A Paris, toutes les audiences correctionnelles se sont tenues sans huissiers, amenant les greffiers à se substituer à eux. Le greffier garantit le respect et l'authenticité des procédures, l'huissier étant lui chargé d'assurer la police de l'audience, d'appeler dossiers et témoins. A Lyon, les huissiers ne devaient pas assurer les audiences correctionnelles de l'après-midi, a indiqué le président du tribunal de grande instance, Paul-André Breton.
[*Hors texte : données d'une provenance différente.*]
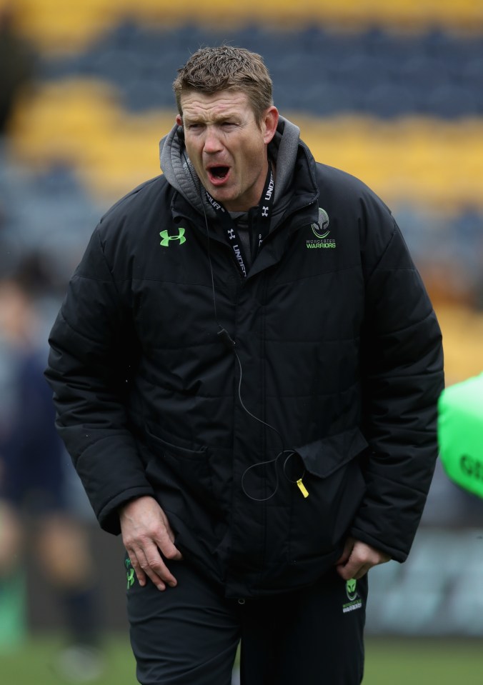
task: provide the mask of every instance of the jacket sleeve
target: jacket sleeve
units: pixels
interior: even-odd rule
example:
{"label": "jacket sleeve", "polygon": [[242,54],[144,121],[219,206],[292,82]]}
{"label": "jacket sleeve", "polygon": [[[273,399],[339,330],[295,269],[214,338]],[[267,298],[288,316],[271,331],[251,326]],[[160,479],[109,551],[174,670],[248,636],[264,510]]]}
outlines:
{"label": "jacket sleeve", "polygon": [[384,210],[368,219],[384,223],[385,229],[364,256],[362,426],[369,447],[366,496],[352,534],[403,561],[437,457],[443,354],[429,298],[399,228]]}
{"label": "jacket sleeve", "polygon": [[114,534],[120,531],[119,505],[153,494],[126,411],[132,340],[129,307],[97,229],[52,328],[46,376],[57,429],[101,526]]}

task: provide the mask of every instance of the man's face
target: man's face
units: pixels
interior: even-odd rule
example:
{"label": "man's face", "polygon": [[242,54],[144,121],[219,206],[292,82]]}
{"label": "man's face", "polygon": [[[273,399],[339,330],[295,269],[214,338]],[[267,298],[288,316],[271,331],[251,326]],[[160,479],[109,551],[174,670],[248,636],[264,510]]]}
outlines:
{"label": "man's face", "polygon": [[229,211],[258,204],[267,174],[267,146],[278,111],[269,107],[259,126],[241,91],[208,95],[189,91],[181,98],[186,151],[203,186]]}

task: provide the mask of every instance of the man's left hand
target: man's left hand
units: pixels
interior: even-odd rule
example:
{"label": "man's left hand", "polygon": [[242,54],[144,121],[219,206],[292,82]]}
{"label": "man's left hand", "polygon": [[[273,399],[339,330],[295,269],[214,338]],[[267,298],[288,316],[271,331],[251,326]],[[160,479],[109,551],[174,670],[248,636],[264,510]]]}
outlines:
{"label": "man's left hand", "polygon": [[336,569],[344,580],[349,580],[351,578],[359,580],[365,576],[372,566],[385,564],[390,560],[391,557],[386,552],[376,549],[360,540],[348,538],[342,555],[336,562]]}

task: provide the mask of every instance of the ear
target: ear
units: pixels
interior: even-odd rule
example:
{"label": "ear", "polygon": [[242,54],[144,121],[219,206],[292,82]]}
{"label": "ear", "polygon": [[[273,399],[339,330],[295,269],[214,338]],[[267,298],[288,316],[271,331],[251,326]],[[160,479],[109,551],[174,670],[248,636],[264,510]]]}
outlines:
{"label": "ear", "polygon": [[264,131],[264,142],[266,145],[270,142],[275,135],[277,126],[279,123],[279,111],[273,105],[265,112],[265,116],[262,121],[262,131]]}

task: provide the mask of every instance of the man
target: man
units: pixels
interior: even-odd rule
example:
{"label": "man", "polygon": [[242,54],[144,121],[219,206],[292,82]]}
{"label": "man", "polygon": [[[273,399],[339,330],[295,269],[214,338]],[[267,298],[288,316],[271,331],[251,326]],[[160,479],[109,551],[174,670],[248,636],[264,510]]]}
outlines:
{"label": "man", "polygon": [[367,571],[436,459],[441,336],[387,207],[316,164],[257,54],[198,51],[164,175],[101,219],[54,324],[57,424],[121,532],[143,685],[362,678]]}

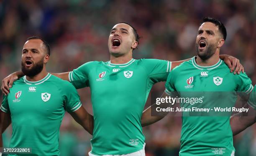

Dans les deux villes, la grève des audiences devrait durer toute la semaine et les huissiers ont également suspendu les citations et significations de jugements, conformément à l'appel lancé par la Chambre nationale des huissiers de justice. A Douai, le parquet a délivré une réquisition, comme la loi l'y autorise, pour obtenir la présence d'huissiers lors du procès d'une série de braquages aux assises du Nord. "Vous pouvez compter sur moi pour ne pas brader notre métier, qui existe depuis 300 ans!", a dit Patrick Sannino, président de la Chambre nationale des huissiers de justice, devant une foule de plusieurs milliers de personnes, réunies devant le palais de justice de Paris.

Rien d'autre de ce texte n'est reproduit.